The alchemila, scientific name alchimilla vulgaris, It is a phanerogam plant that belongs to the Rosaceae family. It has a size between 10 and 40 centimeters, with a woody rhizome, an erect stem with branches, in which rounded leaves and small yellowish-green flowers can be seen.
Although it is native to Europe, its cultivation extends to some regions of Asia and North America. It is also called “lion’s foot” and is known in natural medicine for its potential to treat ailments associated with women’s health. In particular it is used against the symptoms of menstruation and menopause.
In his opinion project iNaturalist, From California Academy of Sciences AND National Geographic Society, Useful in case of dysmenorrhea and leucorrhoea. Also, it has astringent qualities. Would you like to know more? We tell you what science says about its applications in menstrual health.
Alquemila: can it calm the symptoms of menstruation?
Traditionally, alchemila has been used as a supplement to improve the reproductive and hormonal health of women. As collected by A research shared in scientific journal CSR progresshas a history as an adjuvant in conditions such as the following:
- Menstrual problems and impaired menstrual cycle.
- Alteration of reproductive and thyroid hormones.
However, this does not mean that there is complete certainty of such benefits. It must be taken into account that studies are still ongoing and there is not enough clinical evidence to demonstrate its effectiveness.

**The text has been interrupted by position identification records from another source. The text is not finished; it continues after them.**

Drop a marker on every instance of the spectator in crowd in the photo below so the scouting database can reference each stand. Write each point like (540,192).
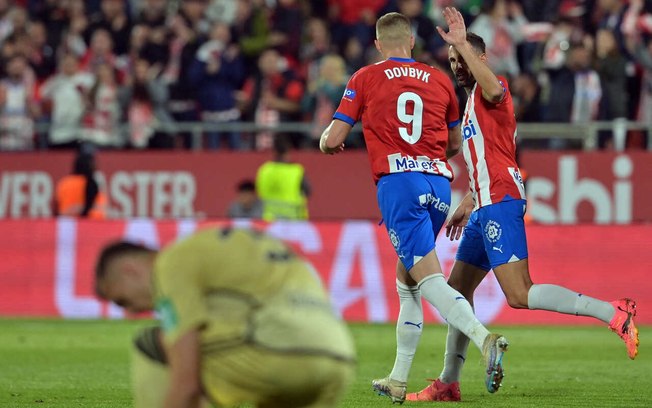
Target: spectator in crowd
(639,44)
(500,25)
(41,55)
(526,96)
(251,30)
(184,43)
(575,92)
(246,204)
(285,33)
(426,40)
(113,18)
(611,66)
(273,96)
(100,51)
(283,186)
(153,13)
(316,44)
(324,94)
(64,96)
(73,33)
(217,73)
(78,194)
(17,106)
(6,25)
(223,11)
(101,122)
(354,20)
(143,100)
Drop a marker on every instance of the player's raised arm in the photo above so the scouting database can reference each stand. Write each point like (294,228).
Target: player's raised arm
(332,138)
(492,90)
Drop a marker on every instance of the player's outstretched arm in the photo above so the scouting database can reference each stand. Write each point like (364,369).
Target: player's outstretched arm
(184,389)
(492,90)
(332,139)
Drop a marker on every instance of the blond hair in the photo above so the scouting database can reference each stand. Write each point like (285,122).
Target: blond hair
(393,28)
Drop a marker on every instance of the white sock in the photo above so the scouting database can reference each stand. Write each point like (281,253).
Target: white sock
(559,299)
(456,345)
(453,307)
(408,330)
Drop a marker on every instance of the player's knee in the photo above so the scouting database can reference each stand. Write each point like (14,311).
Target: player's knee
(517,300)
(148,343)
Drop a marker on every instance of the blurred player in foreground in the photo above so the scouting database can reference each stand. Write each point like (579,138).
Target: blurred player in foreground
(410,121)
(243,319)
(490,218)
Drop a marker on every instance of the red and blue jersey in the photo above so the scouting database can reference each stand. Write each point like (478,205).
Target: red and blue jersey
(406,109)
(489,148)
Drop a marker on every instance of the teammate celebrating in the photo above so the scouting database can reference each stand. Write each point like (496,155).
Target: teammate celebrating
(490,218)
(411,126)
(243,320)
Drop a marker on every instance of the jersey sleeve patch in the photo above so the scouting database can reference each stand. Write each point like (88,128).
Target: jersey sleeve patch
(344,118)
(349,94)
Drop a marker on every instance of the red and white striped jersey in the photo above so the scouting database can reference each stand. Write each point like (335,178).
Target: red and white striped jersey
(406,109)
(489,148)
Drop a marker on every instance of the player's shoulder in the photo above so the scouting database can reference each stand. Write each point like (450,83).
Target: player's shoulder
(503,81)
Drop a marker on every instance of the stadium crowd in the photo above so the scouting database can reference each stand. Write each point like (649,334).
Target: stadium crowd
(121,73)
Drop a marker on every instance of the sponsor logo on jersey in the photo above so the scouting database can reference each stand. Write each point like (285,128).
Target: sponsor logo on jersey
(349,94)
(393,237)
(429,199)
(404,71)
(493,231)
(468,131)
(399,163)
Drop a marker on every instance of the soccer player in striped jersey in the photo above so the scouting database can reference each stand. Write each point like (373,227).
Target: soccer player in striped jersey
(410,123)
(490,218)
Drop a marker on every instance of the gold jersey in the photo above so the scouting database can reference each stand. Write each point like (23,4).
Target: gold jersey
(242,287)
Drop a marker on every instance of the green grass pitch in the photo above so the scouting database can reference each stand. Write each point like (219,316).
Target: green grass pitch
(57,363)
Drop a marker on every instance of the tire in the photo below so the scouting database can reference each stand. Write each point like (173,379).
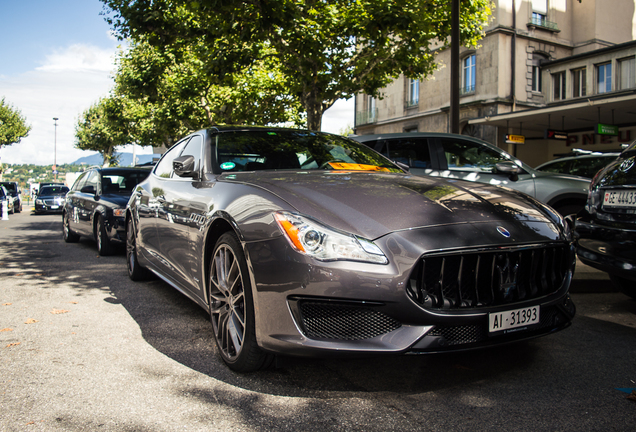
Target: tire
(68,235)
(626,286)
(135,271)
(232,308)
(104,247)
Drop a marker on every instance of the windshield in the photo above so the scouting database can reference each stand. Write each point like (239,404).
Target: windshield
(53,190)
(9,187)
(124,181)
(295,150)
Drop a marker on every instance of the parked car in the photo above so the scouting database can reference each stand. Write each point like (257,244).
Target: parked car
(583,165)
(606,228)
(5,196)
(50,199)
(96,205)
(463,157)
(14,190)
(305,243)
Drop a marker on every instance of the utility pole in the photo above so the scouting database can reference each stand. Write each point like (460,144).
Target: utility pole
(55,151)
(454,108)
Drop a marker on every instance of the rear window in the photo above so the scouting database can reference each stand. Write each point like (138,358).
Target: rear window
(53,190)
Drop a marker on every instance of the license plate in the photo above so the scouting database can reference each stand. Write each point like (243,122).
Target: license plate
(620,198)
(513,319)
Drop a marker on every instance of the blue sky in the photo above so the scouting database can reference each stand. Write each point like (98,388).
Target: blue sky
(56,60)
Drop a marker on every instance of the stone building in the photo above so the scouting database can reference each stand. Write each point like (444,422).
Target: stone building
(548,70)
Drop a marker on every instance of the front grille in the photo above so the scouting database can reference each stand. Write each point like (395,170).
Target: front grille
(326,320)
(484,278)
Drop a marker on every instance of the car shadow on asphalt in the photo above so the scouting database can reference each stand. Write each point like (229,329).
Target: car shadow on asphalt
(178,328)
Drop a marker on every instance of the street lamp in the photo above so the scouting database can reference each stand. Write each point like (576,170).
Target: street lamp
(55,151)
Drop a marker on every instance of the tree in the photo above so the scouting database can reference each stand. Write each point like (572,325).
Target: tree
(13,126)
(326,50)
(170,94)
(103,127)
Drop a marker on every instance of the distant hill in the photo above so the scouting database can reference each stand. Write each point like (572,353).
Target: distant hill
(125,159)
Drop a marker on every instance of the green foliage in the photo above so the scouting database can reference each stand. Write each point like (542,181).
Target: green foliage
(323,50)
(13,126)
(102,128)
(25,173)
(169,94)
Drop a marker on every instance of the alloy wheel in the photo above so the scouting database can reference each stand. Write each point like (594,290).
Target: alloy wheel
(227,302)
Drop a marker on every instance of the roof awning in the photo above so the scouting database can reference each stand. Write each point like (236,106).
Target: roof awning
(580,116)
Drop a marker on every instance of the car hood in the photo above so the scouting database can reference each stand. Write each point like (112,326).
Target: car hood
(374,204)
(620,172)
(584,181)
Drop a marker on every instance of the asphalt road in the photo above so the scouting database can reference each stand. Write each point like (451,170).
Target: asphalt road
(82,348)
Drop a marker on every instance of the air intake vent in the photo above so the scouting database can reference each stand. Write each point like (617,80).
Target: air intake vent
(487,278)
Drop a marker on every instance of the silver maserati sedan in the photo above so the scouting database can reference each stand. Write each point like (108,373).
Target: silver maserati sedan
(305,243)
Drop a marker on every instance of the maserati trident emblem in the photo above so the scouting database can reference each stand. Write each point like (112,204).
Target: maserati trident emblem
(504,232)
(627,165)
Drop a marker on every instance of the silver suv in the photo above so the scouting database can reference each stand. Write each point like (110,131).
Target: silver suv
(467,158)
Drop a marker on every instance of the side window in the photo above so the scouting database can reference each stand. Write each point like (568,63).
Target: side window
(80,182)
(470,156)
(164,167)
(194,149)
(410,151)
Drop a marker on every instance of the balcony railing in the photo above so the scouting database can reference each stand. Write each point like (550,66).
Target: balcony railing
(412,103)
(366,117)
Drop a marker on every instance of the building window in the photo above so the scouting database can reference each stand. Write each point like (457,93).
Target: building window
(414,92)
(579,77)
(604,78)
(627,68)
(558,83)
(539,12)
(468,78)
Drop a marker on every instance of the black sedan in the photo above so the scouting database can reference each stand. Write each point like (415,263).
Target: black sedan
(50,199)
(606,228)
(96,204)
(306,243)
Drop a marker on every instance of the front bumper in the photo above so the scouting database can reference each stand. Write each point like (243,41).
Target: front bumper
(309,308)
(48,208)
(608,249)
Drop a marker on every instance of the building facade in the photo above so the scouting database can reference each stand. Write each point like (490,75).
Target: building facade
(543,66)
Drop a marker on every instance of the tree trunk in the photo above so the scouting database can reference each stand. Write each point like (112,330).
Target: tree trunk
(313,107)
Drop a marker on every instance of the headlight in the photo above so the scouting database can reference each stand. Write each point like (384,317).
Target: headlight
(326,244)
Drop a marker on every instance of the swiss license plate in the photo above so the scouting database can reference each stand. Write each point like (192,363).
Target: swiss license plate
(513,319)
(620,198)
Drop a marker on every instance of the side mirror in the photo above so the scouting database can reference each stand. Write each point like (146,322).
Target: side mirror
(183,166)
(510,168)
(402,165)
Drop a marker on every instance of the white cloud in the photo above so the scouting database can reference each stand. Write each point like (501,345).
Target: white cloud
(339,116)
(68,82)
(79,57)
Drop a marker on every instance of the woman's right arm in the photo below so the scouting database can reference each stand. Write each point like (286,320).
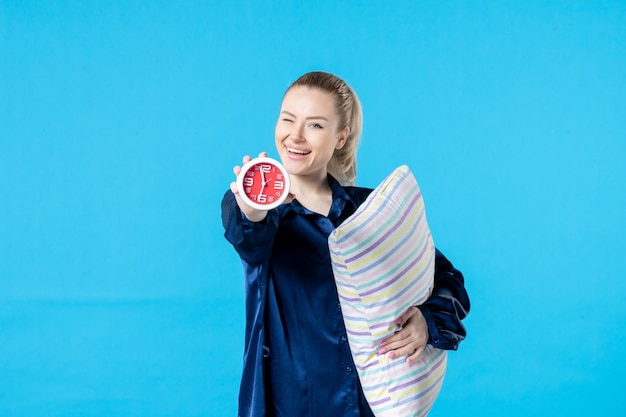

What does the research say?
First of all, it should be noted that Studies have been able to confirm the abundant content of phenolic compounds in alchemila. A phytochemical analysis and examination in vitro of the plant – disclosed in South African Journal of Botany— reported that methanolic extracts of aerial parts and roots of alchimilla vulgaris they concentrate gallic and ellagic tannins.
These substances, in particular, give it antioxidant, anti-inflammatory and astringent properties, potentially capable of promoting the relief of some ailments and diseases. As for menstruation, the the evidence suggests which has the potential to calm dysmenorrhea (period pain).
In particular, the hypothesis indicates that it helps regulate the production of prostaglandins, the increase of which is associated with the inflammation and pain that occurs in the period. In any case, the researchers emphasize the need for further study. in vitro and in humans to corroborate these properties.
Now, popular literature mentions it the plant’s astringent properties are useful for controlling heavy menstrual bleeding (menorrhagia). A disclosure in The Journal of the Canadian Chiropractic Association includes this plant in the list of beneficial supplements against this condition.
Despite this, no specific studies have been conducted to evaluate this use. More scientific evidence is needed to qualify its effectiveness when applied for this purpose.
For other uses, too, the evidence is insufficient.
Given its abundant flavonoid and tannin content, alchemila is linked to other health benefits. However, scientific evidence is insufficient. This covers the following:
- healing of wounds.
- stomach ailments.
- Muscle spasms.
- Skin conditions such as ulcers, eczema and rashes.
Contraindications and possible interactions of alchemila
Alchemyl supplements are possibly safe for most healthy adults. Of course, you must follow the manufacturer’s consumption recommendations. Exceeding the recommended dosage can lead to a liver damage situation.
Also, due to lack of evidence, its use is not recommended in the following cases:
- Pregnancy and breastfeeding.
- Patients with kidney or liver disease.
It is possible for the plant to result in interactions when taken at the same time as certain medications. Its rich tannin content can reduce the effectiveness of drugs taken orally.
In case of medical treatment, it is necessary to consult the specialist before ingesting the supplements. It is not recommended to take it in combination with diabetes and blood pressure medications.
How do you prepare an alchemila infusion?
In health food stores you can buy alchemyla supplements in different presentations, such as tea bags, tablets and tinctures for external use. Each has its own recommendations, set by the manufacturer.
One of the most common forms of use is by infusion. To do this, take a tea bag or use 1 tablespoon (15 grams) of the dried plant. Just put the herb in hot water and let it sit for 10 minutes. Then filter and consume.
So, does alchemila help against menstrual symptoms?
The phenolic compounds contained in alchemyl have been associated with positive effects on women’s hormonal and reproductive health. Although the evidence is insufficient, it is said to act as an anti-inflammatory, astringent and antispasmodic. Therefore, it can help calm dysmenorrhea.
It may help with menorrhagia, but there’s no conclusive evidence. In any case, it must be kept in mind that it should not be a first-line treatment. If there are changes in the menstrual period that do not improve, it is best to consult a gynecologist.